Well it’s been a tough week at the bakery…real life work has been taking over our lives leading to many tears, tantrums and feet stomping…
We did manage to escape for an evening and visit some friends for food, crafts and gossip…all delicious and juicy.
Wondercat couldn’t possibly attend empty handed…well we could, but we didn’t…
- 33ml water
- 33ml cream
- 27g unsalted budder
- 1 tsp caster sugar
- pinch o’ salt
- 50g plain flour
- 2 eggs
- heat the water, cream, budder, salt and sugar in a pan until boiling
- take off the heat and chuck in the flour quickly and stir like bejesus!
- put back on the heat for about a minute, stirring until it starts to come away from the sides in a blob (this always looks slightly erotic…we really don’t know why! maybe it’s the glistening oiliness looking like a greased up buttock…maybe we are just perverts).
- take off the heat again and whisk in the eggs slowly (oh yeah, beat the eggs).
- whack in a piping bag, leave to cool for a few minutes then pipe into little sausages…we like to pipe a sausage sat on another sausage…go crazy.
- bake in a pre-heated oven (oh yeah, pre-heat the oven) for about 20 minutes at 190ºC…it helps to throw some water into the bottom of the oven to get it nice and misty and help the rising.

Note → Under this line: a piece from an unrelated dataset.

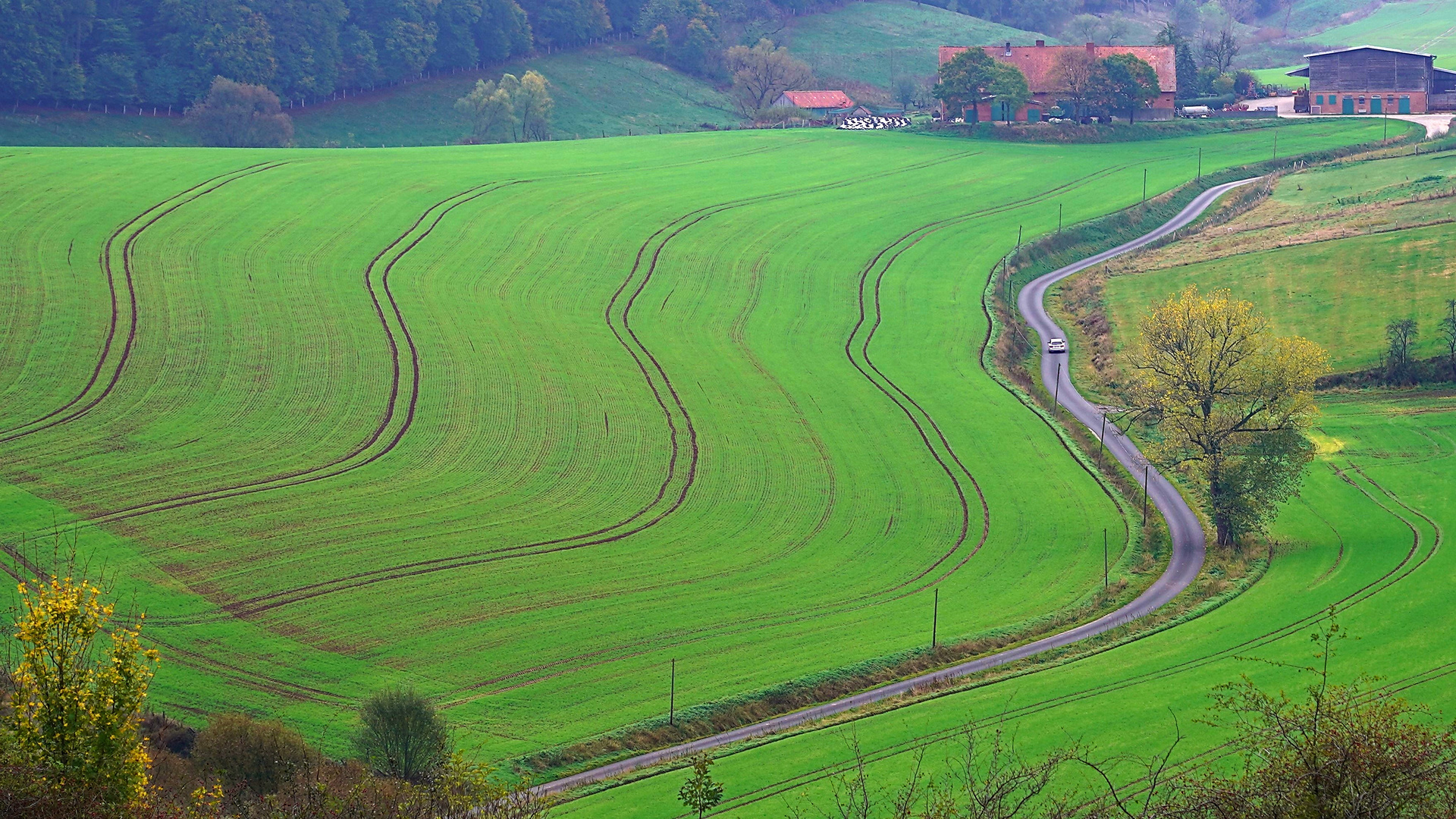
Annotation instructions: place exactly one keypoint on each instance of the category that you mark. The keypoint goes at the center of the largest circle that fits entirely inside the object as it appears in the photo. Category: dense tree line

- when looking nice and bronzed turn the oven down to 170ºC, turn each eclair upside down and jab it with a skewer (that word really makes us feel icky inside) or a toothpick to let out any moisture.
- bake for another 15 minutes or so until crisp and dry.
- 30g Hazelnut butter
- 200ml Double cream
- 50g icing sugar
whisk it all up until light and soft and billowy…DO NOT OVER WHISK! Over whisked cream in a desert is like opening a nice big gift to have a midget pop out the box and kick you in the groin…stop whisking before you think you’ve whisked enough to be on the safe side (we said whisk along then, and also “midget” which I think may be a bad word these days?!)
- 1 part chocolate (the good shit)
- 1 part cream
I will give no quantities as we like to have a pile left over to gorge on and rub all over ourselves like a piggy in shit (sorry), I’d say about 75ml/g of each should do if you are a normal person.
- melt the chocolate
- heat the cream until just bubbling
- stir the two together
- leave to cool and thicken for about 10 minutes then give a quick whisk to lighten it a bit
Not very difficult…
- cut the tops off the éclairs
- pipe the cream in using a large star tip
- pop the top back on
- pipe the ganache on using a basket weave nozzle going back on yourself every inch or so to create a shell pattern (fancy)
And you’re done! Munch away!
These are actually very nice and light enough that you can eat about three and still tell yourself you’ve eaten mostly air.
The hazelnut filling is delicately flavoured and light…not claggy like peanut butter.
They went down well with our friends and Simon enjoyed a couple as well…despite his assertion he wasn’t going to eat any.